Championne et représentante du Togo en Ligue africaine des champions, l’association Sportive de la Kozah (ASKO) fait face à plusieurs défis sur sa route en vue d’une possible qualification à la phase de groupe de la compétition. Entre ambitions et détermination, se dresse l’hostilité environnementale du Togo caractérisée par l’interdiction toujours maintenue de la pratique des activités sportives en raison du coronavirus.

13 ans, que les jaunes et noirs de la Kara, capitale politique du Togo, n’ont plus connu les délices du continent. Pas du tout épargnée par une gestion approximative caractérisée souvent par les connotations politiques, ASKO a sombré au point de frôler la relégation lors des saisons antérieures.

Repris vite en main par le préfet de la Kozah, le colonel Hemou Badibawu BAKALI, et amenés désormais par l’ancien international togolais, Ametokodo Messan King, les Kondonas de la Kozah ont fait forte impression au cours de la saison 2019-2020. Saison malheureusement écourtée en mars 2020 en raison du coronavirus.

Déclarée championne par la FTF et logiquement engagée en Ligue africaine des champions, ASKO affrontera entre le 27 et le 29 novembre prochain, le Racing Club d’Abidjan. Une première manche qui s’annonce alors que les clubs togolais n’ont toujours pas officiellement l’autorisation de l’État pour une reprise formelle des entraînements.

En effet, le premier adversaire d’ASKO se trouve être les restrictions imposées par l’État togolais. Depuis le 26 mars 2020, l’interdiction de pratiquer des activités sportives sur le territoire togolais n’est toujours pas levée. Une interdiction qui empêche officiellement la reprise des championnats et des entraînements.

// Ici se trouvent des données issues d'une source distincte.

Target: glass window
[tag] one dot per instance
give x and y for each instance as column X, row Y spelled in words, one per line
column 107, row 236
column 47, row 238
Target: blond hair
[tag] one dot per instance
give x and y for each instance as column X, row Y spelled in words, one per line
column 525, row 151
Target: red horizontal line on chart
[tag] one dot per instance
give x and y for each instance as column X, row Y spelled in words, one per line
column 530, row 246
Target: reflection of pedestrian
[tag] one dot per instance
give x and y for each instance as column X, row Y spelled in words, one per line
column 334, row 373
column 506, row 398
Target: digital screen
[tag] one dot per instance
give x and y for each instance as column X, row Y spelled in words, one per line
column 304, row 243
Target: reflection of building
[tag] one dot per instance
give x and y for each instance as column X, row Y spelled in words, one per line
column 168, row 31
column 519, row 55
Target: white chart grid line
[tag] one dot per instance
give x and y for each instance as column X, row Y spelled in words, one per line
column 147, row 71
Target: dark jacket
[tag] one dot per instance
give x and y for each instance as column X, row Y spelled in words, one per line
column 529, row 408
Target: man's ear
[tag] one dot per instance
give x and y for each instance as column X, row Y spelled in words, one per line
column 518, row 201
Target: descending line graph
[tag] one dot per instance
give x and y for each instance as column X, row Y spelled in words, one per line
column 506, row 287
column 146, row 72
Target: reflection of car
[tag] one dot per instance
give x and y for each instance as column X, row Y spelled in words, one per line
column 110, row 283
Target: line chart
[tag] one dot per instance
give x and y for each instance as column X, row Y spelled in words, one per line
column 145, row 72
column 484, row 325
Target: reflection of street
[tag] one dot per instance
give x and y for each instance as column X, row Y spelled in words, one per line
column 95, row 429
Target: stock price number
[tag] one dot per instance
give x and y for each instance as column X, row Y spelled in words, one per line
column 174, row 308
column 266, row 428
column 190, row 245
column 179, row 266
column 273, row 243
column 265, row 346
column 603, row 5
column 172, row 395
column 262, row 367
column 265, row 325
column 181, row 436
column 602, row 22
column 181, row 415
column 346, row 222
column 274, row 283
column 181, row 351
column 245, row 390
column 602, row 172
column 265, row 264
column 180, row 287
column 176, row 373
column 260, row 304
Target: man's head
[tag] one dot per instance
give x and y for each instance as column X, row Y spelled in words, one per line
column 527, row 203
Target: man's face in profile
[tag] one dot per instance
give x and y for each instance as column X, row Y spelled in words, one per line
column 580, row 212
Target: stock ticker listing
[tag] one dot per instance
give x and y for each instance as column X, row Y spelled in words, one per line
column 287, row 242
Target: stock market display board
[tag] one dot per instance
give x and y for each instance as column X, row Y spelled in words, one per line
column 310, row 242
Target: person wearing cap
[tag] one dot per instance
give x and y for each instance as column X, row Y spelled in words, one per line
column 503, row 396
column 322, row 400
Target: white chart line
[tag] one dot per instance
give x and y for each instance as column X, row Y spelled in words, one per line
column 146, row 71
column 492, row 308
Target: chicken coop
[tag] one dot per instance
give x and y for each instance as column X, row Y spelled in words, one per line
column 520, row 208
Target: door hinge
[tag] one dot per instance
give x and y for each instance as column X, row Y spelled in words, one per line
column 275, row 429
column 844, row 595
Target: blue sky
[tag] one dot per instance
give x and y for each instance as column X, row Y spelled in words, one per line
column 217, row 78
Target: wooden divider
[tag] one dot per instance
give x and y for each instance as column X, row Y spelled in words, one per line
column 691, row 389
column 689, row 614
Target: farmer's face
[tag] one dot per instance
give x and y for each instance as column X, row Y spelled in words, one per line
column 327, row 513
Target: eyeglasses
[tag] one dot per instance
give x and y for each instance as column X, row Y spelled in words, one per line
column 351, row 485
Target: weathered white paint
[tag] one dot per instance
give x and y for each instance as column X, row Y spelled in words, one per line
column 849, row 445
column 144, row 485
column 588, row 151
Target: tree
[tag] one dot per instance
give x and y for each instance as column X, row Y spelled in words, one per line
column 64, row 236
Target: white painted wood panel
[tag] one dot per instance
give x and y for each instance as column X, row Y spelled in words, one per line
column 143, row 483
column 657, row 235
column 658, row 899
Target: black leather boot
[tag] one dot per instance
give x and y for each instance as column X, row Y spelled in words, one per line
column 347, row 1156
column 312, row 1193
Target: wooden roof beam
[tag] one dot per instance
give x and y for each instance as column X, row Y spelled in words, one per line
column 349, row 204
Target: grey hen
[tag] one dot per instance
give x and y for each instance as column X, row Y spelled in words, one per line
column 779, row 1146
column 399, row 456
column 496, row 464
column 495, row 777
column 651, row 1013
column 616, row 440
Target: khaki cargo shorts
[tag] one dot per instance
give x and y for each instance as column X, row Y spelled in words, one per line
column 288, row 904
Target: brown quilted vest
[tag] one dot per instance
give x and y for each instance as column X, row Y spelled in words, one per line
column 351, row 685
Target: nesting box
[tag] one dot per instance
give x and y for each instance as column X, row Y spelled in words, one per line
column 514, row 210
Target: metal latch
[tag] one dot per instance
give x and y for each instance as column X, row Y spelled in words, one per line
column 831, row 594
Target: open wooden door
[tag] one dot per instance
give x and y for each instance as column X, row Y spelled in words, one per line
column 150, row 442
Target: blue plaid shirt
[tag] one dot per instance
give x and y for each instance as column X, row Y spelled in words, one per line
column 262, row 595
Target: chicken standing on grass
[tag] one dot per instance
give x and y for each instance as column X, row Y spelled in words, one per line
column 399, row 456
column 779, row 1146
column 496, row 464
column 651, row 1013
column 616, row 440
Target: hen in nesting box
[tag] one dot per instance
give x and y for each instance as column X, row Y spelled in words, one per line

Malgré cet interdit, le club de la Kara a toute de même commencé ses entraînements en catimini pour se préparer à la compétition, sans pour autant pouvoir disputer des rencontres amicales. De quoi tronquer une préparation efficace, si ce club avait pu obtenir une dérogation spéciale comme voulu par la Fédération Togolaise de Football.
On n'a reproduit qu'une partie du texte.